Download or read book Data Analysis and Graphics Using R written by John Maindonald and published by Cambridge University Press. This book was released on 2010-05-06 with total page 565 pages. Available in PDF, EPUB and Kindle. Book excerpt: Discover what you can do with R! Introducing the R system, covering standard regression methods, then tackling more advanced topics, this book guides users through the practical, powerful tools that the R system provides. The emphasis is on hands-on analysis, graphical display, and interpretation of data. The many worked examples, from real-world research, are accompanied by commentary on what is done and why. The companion website has code and datasets, allowing readers to reproduce all analyses, along with solutions to selected exercises and updates. Assuming basic statistical knowledge and some experience with data analysis (but not R), the book is ideal for research scientists, final-year undergraduate or graduate-level students of applied statistics, and practising statisticians. It is both for learning and for reference. This third edition expands upon topics such as Bayesian inference for regression, errors in variables, generalized linear mixed models, and random forests.

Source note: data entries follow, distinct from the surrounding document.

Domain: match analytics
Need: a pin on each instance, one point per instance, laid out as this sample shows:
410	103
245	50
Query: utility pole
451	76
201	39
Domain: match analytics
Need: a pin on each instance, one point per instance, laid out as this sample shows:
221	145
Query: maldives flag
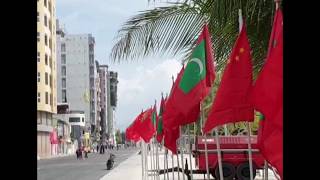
267	98
160	122
195	83
145	126
170	114
232	103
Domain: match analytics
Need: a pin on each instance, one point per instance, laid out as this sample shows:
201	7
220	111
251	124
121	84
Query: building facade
98	102
112	104
46	75
77	72
103	78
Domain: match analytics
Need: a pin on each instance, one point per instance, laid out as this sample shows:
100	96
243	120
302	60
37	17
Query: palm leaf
172	30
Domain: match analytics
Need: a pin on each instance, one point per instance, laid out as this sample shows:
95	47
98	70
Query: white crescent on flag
198	61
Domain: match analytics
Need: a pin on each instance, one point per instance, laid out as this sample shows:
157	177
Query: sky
141	82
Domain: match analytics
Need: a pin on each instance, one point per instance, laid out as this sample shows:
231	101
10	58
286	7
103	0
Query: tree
172	30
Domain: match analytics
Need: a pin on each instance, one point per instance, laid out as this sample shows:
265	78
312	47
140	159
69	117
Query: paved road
69	168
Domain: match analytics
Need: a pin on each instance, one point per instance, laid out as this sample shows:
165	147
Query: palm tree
171	31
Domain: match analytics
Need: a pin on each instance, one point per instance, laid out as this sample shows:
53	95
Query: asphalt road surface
70	168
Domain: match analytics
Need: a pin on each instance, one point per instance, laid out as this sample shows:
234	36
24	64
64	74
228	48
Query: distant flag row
236	99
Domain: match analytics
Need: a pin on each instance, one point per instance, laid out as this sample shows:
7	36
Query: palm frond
172	30
162	31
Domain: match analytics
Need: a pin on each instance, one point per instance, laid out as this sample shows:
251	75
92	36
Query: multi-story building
46	74
103	76
77	72
98	98
112	103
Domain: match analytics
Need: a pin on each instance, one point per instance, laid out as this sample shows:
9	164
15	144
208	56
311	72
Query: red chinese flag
132	131
146	128
160	121
232	103
170	139
132	135
195	83
268	98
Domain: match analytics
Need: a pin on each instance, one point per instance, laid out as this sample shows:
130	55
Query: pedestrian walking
86	152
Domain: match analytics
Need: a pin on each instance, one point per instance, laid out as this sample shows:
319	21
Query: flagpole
152	160
248	124
172	166
190	146
146	159
157	159
164	164
181	151
266	175
219	153
178	166
250	150
167	164
205	143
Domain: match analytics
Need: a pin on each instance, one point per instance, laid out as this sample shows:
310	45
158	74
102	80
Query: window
64	96
45	20
46	40
63	83
63	59
46	78
38	57
63	47
74	119
63	71
46	59
50	6
46	97
38	76
50	81
50	43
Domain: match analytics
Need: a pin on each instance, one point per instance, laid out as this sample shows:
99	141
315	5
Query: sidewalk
55	156
131	169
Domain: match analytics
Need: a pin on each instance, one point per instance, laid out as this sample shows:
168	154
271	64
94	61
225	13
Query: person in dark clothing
97	148
86	153
101	149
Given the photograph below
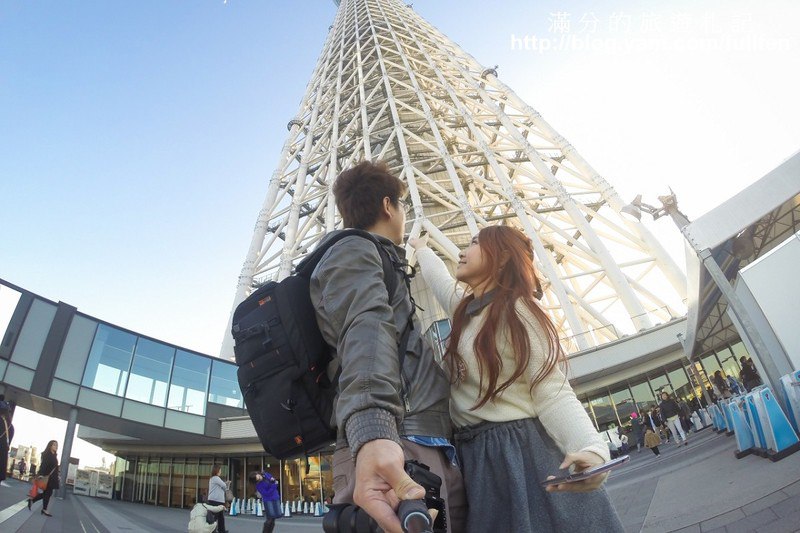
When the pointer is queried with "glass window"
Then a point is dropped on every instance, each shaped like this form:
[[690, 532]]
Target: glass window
[[187, 391], [659, 383], [190, 486], [224, 386], [163, 481], [710, 364], [603, 412], [623, 402], [149, 377], [643, 396], [588, 409], [176, 494], [729, 361], [129, 480], [109, 360], [739, 351], [680, 384]]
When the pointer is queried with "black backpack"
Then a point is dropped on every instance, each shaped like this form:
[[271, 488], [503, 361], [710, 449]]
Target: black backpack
[[283, 359]]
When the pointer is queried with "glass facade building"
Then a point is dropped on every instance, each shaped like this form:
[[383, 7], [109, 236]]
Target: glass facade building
[[169, 414], [611, 407], [183, 481], [153, 373]]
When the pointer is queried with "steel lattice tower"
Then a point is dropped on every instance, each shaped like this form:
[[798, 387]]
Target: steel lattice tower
[[390, 86]]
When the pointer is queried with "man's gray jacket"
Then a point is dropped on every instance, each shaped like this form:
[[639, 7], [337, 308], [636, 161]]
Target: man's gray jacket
[[356, 317]]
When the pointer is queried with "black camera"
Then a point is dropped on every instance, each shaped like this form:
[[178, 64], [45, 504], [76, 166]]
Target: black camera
[[413, 514]]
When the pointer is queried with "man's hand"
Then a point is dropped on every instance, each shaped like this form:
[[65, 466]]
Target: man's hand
[[381, 482], [582, 461]]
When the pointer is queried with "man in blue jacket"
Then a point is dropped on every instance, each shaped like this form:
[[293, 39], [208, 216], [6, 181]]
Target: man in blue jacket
[[267, 488]]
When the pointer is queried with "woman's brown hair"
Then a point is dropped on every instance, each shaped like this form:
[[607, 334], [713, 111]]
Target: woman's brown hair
[[508, 258]]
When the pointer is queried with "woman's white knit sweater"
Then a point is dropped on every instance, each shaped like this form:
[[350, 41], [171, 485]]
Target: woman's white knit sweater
[[552, 400]]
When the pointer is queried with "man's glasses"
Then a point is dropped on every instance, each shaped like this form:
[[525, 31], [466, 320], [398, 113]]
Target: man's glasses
[[407, 206]]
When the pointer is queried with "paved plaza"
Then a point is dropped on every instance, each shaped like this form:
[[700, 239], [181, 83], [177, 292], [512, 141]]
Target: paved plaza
[[700, 488]]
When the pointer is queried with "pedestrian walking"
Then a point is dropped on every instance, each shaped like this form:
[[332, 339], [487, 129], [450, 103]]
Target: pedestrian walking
[[216, 496], [652, 441], [48, 467], [670, 413], [267, 487], [637, 431], [516, 415], [749, 374], [6, 436], [390, 406]]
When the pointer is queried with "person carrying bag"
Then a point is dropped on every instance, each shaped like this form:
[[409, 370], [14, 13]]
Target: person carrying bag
[[49, 483]]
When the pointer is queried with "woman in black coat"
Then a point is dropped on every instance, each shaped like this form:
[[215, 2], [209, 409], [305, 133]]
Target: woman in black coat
[[48, 466]]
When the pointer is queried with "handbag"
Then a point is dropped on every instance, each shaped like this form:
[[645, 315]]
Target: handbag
[[34, 490], [39, 484], [272, 508]]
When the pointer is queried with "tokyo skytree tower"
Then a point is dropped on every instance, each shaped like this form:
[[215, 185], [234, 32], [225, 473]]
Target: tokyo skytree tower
[[389, 86]]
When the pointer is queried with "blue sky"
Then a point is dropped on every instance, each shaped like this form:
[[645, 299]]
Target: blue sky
[[137, 138]]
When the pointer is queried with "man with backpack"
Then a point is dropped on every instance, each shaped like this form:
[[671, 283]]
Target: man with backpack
[[392, 398]]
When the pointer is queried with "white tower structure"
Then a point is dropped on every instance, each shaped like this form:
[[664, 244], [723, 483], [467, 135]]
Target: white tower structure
[[389, 86]]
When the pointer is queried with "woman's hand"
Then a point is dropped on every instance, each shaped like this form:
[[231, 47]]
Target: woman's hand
[[581, 461], [418, 242]]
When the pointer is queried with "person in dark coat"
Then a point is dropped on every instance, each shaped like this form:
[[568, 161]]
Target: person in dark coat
[[749, 374], [48, 466], [670, 414], [637, 431], [6, 435], [267, 487]]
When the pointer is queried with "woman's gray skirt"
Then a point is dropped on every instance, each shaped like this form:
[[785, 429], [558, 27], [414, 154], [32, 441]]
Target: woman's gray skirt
[[503, 464]]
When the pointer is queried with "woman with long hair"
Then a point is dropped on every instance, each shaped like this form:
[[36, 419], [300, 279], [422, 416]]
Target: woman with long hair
[[517, 419], [48, 466], [216, 496]]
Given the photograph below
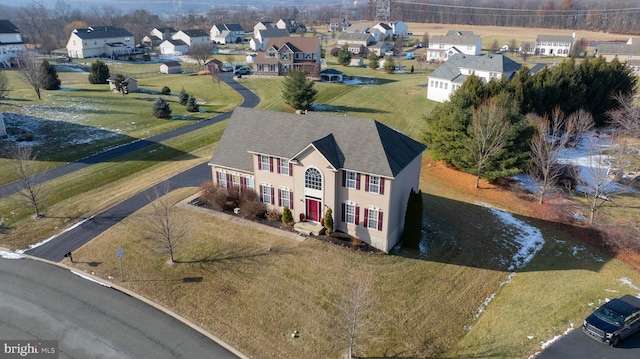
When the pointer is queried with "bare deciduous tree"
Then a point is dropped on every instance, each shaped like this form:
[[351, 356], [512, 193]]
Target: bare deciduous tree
[[627, 115], [201, 52], [356, 307], [4, 84], [31, 70], [552, 135], [166, 224], [489, 132], [29, 179], [595, 178]]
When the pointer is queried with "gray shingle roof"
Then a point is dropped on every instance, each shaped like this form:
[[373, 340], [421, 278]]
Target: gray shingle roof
[[351, 143], [455, 40], [101, 32]]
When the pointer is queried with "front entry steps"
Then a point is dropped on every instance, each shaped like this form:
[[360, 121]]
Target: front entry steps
[[308, 228]]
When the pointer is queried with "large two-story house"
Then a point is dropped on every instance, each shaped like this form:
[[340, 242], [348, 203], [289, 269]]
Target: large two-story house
[[442, 47], [554, 45], [449, 76], [286, 54], [360, 168], [100, 41], [10, 43]]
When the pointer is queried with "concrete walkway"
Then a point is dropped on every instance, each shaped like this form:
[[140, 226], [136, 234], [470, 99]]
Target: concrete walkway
[[186, 203]]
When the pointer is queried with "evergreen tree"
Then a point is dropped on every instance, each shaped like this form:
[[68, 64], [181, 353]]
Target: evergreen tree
[[98, 73], [374, 61], [297, 92], [50, 78], [389, 65], [192, 105], [161, 108], [412, 233], [183, 97], [344, 55]]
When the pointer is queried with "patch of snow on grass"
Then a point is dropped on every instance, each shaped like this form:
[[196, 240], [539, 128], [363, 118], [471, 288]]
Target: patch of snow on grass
[[529, 239], [488, 300]]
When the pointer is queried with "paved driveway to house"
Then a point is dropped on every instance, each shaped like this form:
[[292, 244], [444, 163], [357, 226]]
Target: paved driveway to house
[[577, 345], [41, 301]]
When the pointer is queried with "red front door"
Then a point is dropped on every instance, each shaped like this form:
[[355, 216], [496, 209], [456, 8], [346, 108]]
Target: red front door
[[313, 209]]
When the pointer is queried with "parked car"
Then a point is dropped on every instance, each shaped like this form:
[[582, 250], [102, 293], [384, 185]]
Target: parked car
[[614, 321], [244, 70]]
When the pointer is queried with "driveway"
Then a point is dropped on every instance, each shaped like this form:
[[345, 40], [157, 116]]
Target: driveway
[[577, 345], [41, 301]]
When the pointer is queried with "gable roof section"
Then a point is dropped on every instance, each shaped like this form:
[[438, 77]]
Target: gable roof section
[[273, 32], [296, 44], [7, 27], [361, 145], [456, 40], [101, 32], [195, 33]]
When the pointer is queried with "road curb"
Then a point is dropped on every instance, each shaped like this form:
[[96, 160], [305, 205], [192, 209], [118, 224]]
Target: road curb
[[146, 300]]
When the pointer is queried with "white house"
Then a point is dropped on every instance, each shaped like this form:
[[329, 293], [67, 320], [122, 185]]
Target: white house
[[10, 43], [442, 47], [261, 41], [554, 45], [174, 48], [100, 41], [449, 76], [192, 37], [230, 33]]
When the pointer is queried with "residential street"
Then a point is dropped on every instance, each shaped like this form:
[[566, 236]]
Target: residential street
[[40, 301]]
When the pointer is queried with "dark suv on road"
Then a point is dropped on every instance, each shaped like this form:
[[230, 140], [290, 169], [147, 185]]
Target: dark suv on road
[[615, 320]]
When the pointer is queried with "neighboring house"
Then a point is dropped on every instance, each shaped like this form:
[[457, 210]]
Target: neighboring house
[[360, 168], [449, 76], [260, 42], [157, 35], [331, 75], [385, 32], [442, 47], [290, 25], [554, 45], [192, 37], [132, 84], [10, 43], [225, 37], [399, 28], [234, 33], [628, 53], [171, 67], [261, 25], [174, 47], [338, 25], [100, 41], [286, 54]]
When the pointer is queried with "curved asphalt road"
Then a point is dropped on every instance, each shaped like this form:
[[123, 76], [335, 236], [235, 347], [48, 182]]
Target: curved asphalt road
[[69, 241], [40, 301], [250, 100], [577, 345]]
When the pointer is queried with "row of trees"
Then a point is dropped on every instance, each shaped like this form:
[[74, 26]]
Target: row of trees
[[502, 128]]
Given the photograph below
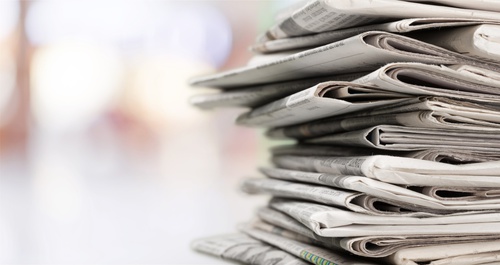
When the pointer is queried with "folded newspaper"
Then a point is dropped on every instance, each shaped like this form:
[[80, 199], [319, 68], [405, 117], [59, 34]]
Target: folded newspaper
[[417, 25], [449, 156], [313, 254], [329, 221], [460, 253], [443, 198], [403, 138], [255, 96], [242, 248], [367, 246], [423, 112], [323, 100], [398, 170], [364, 52], [379, 89], [354, 201], [326, 15]]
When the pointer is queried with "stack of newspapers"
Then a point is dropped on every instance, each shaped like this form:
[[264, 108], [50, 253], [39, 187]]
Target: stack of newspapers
[[395, 110]]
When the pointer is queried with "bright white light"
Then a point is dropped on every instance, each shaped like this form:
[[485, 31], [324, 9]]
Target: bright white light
[[110, 21], [159, 90], [72, 83], [57, 189], [9, 14], [7, 85]]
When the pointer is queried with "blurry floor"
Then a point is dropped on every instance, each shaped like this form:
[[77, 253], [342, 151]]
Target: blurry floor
[[90, 198]]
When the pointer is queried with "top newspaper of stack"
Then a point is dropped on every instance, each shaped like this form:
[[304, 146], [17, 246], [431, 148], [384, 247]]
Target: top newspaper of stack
[[325, 15], [365, 51]]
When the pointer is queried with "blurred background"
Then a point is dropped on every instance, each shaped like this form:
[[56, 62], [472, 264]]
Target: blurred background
[[102, 159]]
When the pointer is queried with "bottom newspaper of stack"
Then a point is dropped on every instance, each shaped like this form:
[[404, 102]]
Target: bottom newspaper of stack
[[368, 209]]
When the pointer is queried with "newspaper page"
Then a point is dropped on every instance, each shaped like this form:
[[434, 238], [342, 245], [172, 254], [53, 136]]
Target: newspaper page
[[491, 5], [354, 201], [403, 138], [259, 95], [323, 15], [400, 26], [449, 156], [323, 100], [480, 41], [453, 156], [363, 52], [423, 79], [398, 170], [365, 246], [328, 221], [453, 254], [284, 221], [242, 248], [441, 198], [312, 254], [427, 112]]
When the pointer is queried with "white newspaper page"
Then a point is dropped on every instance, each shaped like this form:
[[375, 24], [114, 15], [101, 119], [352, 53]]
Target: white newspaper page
[[333, 222], [400, 26], [489, 5], [313, 254], [480, 41], [323, 15], [449, 156], [452, 198], [259, 95], [452, 254], [367, 246], [242, 248], [363, 52], [403, 138], [424, 112], [436, 80], [323, 100], [354, 201], [399, 170]]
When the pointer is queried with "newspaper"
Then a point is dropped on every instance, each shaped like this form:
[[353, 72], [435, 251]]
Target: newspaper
[[479, 41], [472, 253], [404, 138], [366, 246], [450, 156], [329, 221], [312, 254], [259, 95], [242, 248], [491, 5], [422, 79], [323, 15], [424, 112], [323, 100], [400, 26], [398, 170], [423, 197], [364, 52], [376, 89], [355, 201]]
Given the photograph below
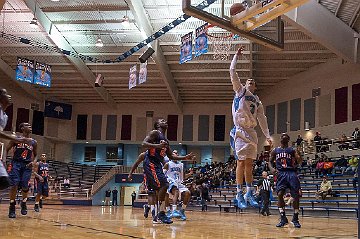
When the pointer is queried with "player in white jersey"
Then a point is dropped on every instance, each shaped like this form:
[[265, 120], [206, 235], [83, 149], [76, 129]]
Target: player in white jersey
[[247, 109], [174, 171]]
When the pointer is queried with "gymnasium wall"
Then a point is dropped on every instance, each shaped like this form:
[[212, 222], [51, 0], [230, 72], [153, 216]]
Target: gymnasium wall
[[331, 112], [56, 133]]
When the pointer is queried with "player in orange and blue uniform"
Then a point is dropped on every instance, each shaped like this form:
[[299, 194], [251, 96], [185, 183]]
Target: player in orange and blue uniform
[[23, 159], [156, 182]]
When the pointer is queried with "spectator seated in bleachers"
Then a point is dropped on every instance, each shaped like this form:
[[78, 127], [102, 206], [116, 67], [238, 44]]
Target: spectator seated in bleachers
[[325, 189], [319, 170], [328, 166], [343, 142], [352, 166], [356, 138], [340, 165], [66, 183], [355, 180]]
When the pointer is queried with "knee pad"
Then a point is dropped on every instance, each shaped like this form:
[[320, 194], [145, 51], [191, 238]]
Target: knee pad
[[4, 183]]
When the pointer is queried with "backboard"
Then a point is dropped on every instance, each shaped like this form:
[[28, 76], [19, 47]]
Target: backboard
[[217, 12]]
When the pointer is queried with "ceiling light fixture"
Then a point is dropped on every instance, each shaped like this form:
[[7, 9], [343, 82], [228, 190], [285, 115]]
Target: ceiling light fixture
[[126, 22], [33, 23], [99, 42]]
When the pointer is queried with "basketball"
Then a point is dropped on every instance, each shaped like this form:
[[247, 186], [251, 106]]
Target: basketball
[[236, 8]]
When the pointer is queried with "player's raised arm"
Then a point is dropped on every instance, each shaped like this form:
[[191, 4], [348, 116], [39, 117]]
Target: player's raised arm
[[261, 117], [271, 160], [235, 80]]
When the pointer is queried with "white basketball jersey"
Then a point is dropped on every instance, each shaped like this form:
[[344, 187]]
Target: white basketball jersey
[[244, 109], [175, 172]]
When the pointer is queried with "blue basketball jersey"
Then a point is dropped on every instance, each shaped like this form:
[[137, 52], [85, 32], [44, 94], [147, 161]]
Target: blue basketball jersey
[[23, 152], [285, 159], [43, 170]]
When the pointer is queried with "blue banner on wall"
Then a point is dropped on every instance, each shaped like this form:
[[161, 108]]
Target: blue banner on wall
[[24, 70], [186, 48], [57, 110], [42, 74], [201, 41]]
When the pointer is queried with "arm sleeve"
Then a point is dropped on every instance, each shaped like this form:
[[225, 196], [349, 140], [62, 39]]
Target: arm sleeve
[[263, 121], [235, 80]]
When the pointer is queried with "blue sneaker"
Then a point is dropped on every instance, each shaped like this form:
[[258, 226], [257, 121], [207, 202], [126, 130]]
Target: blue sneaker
[[164, 219], [240, 201], [176, 214], [169, 214], [250, 198], [182, 215]]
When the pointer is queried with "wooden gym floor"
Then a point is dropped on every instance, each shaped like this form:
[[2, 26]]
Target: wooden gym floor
[[60, 222]]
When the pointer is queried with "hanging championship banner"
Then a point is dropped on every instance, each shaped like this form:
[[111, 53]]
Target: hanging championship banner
[[132, 77], [24, 70], [42, 74], [201, 43], [143, 73], [186, 48]]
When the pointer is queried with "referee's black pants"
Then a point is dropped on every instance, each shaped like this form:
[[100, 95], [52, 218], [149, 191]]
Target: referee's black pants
[[265, 198]]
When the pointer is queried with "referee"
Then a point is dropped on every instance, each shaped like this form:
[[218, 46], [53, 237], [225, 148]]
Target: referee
[[265, 185]]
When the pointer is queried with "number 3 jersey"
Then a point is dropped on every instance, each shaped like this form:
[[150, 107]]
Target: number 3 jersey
[[285, 159], [23, 152], [244, 109], [175, 172]]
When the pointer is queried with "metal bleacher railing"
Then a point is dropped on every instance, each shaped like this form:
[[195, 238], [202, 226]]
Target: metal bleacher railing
[[109, 175]]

Book Genetic Analysis of Complex Disease

Download or read book Genetic Analysis of Complex Disease written by William K. Scott and published by John Wiley & Sons. This book was released on 2021-11-11 with total page 340 pages. Available in PDF, EPUB and Kindle. Book excerpt: Genetic Analysis of Complex Diseases An up-to-date and complete treatment of the strategies, designs and analysis methods for studying complex genetic disease in human beings In the newly revised Third Edition of Genetic Analysis of Complex Diseases, a team of distinguished geneticists delivers a comprehensive introduction to the most relevant strategies, designs and methods of analysis for the study of complex genetic disease in humans. The book focuses on concepts and designs, thereby offering readers a broad understanding of common problems and solutions in the field based on successful applications in the design and execution of genetic studies. This edited volume contains contributions from some of the leading voices in the area and presents new chapters on high-throughput genomic sequencing, copy-number variant analysis and epigenetic studies. Providing clear and easily referenced overviews of the considerations involved in genetic analysis of complex human genetic disease, including sampling, design, data collection, linkage and association studies and social, legal and ethical issues. Genetic Analysis of Complex Diseases also provides: A thorough introduction to study design for the identification of genes in complex traits Comprehensive explorations of basic concepts in genetics, disease phenotype definition and the determination of the genetic components of disease Practical discussions of modern bioinformatics tools for analysis of genetic data Reflecting on responsible conduct of research in genetic studies, as well as linkage analysis and data management New expanded chapter on complex genetic interactions This latest edition of Genetic Analysis of Complex Diseases is a must-read resource for molecular biologists, human geneticists, genetic epidemiologists and pharmaceutical researchers. It is also invaluable for graduate students taking courses in statistical genetics or genetic epidemiology.